Urban Foraging: The Delicious Serviceberry

On my long run a couple days ago, I noticed the serviceberry trees in town were loaded with ripe fruit.  I stopped and snacked on a handful (okay a few handfuls!) and plotted out my return to come harvest as many as possible.


I had never heard of serviceberry before coming to Asheville.  Apparently, not many people know what they are since the trees around town are mostly ignored by people walking by.  If you’ve never had one before, they taste like a cross between a nectarine and a blueberry and grow on short, easy-to-harvest trees.  Also called juneberry, wild plum, sugarplum, and shadblow, the trees are in the rose family and are related to peaches, plums, and cherries. No wonder they’re so good!


So yesterday, I packed up  the kids with a few bags in our packs and walked down to the roundabout down the road from us.  The kids had never tasted a serviceberry before and I promised it would be worth the walk in the hot sun.  “Mama, you were right!” (Best words ever spoken.)  “Can we eat as many as we want?”

We got to work picking, eating, climbing, and filling our bags.  There are about 6 trees in this spot and we maybe got 20% of two trees before we had a gallon of berries.

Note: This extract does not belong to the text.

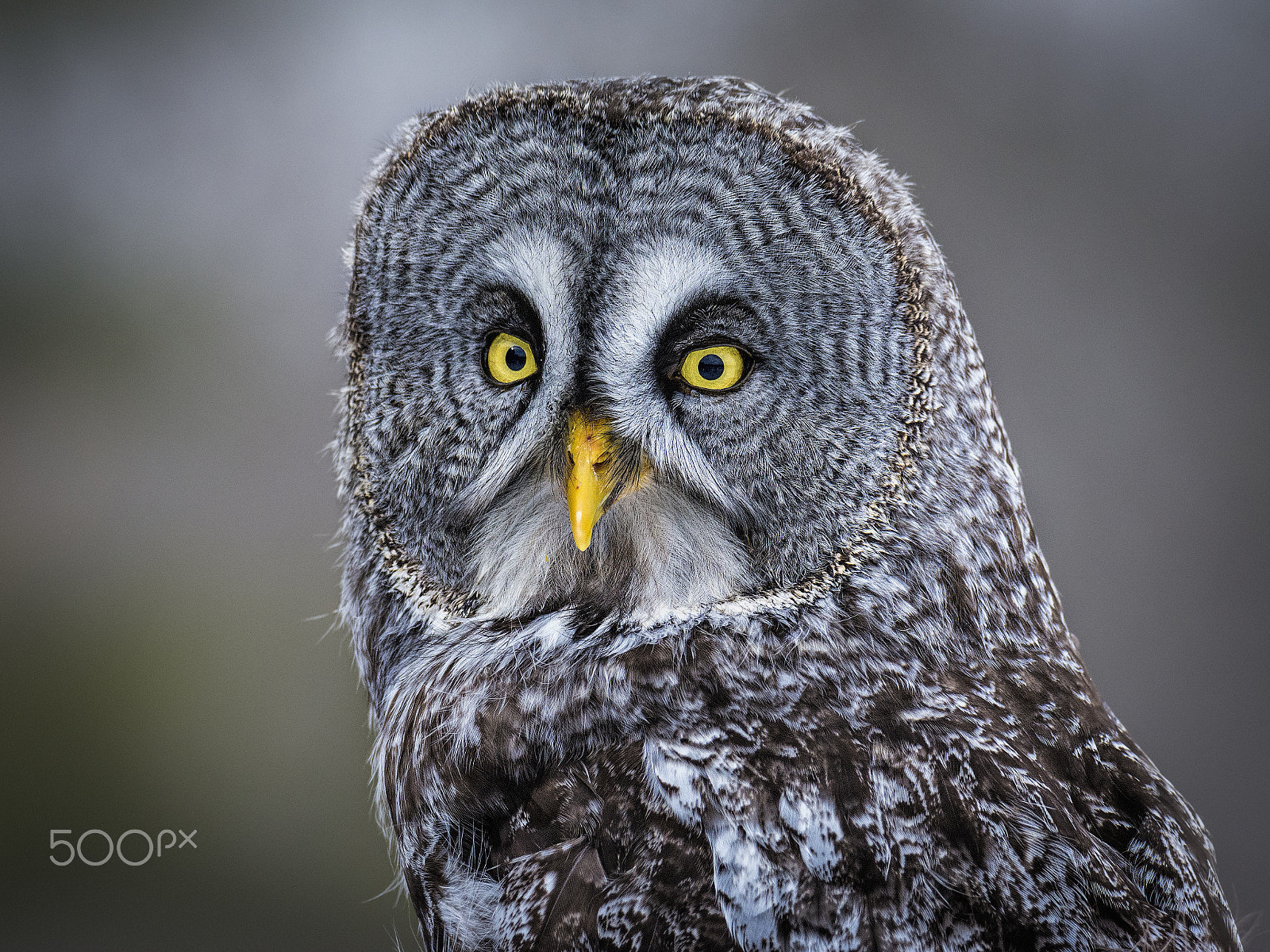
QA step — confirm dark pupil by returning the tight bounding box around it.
[697,354,722,379]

People walking by looked at us in curiosity and we just smiled like we were in on this big secret.  Sure, there are a lot of plants with red berries that are poisonous, and I imagined people were thinking I was a crazy lady picking poison berries with my kids. One group of tourists looked at us as they walked by and only one guy of the four was brave enough to ask what in the world we were doing.  I told him how great they were and he took a taste and exclaimed, “they taste like nectarines!”  He picked an handful and brought them over to his clearly suspicious friends.

Once we brought our bounty home, making serviceberry ice cream was the top priority.  This is definitely a treat with a good bit of sugar, but so worth the indulgence!

Yields 8 servings

Serviceberry Ice Cream
Save RecipeSave Recipe


  • 2 cans coconut milk (full fat will be richer than lite, but both work fine)
  • 1 cup serviceberries
  • pinch of salt
  • 1 teaspoon vanilla
  • 3/4 cup sugar


  1. It's best if your coconut milk has been refrigerated. If not, room temperature will work, but you will have to wait longer for the ice cream to harden.
  2. Blend all ingredients in a high-speed blender until smooth and add to your ice cream maker, following the manufacturer's instructions. Blend for 20-25 minutes, and transfer to a freezer-safe container. Freeze until firm.
  3. If you don't have an ice cream maker, this recipe makes amazing popsicles!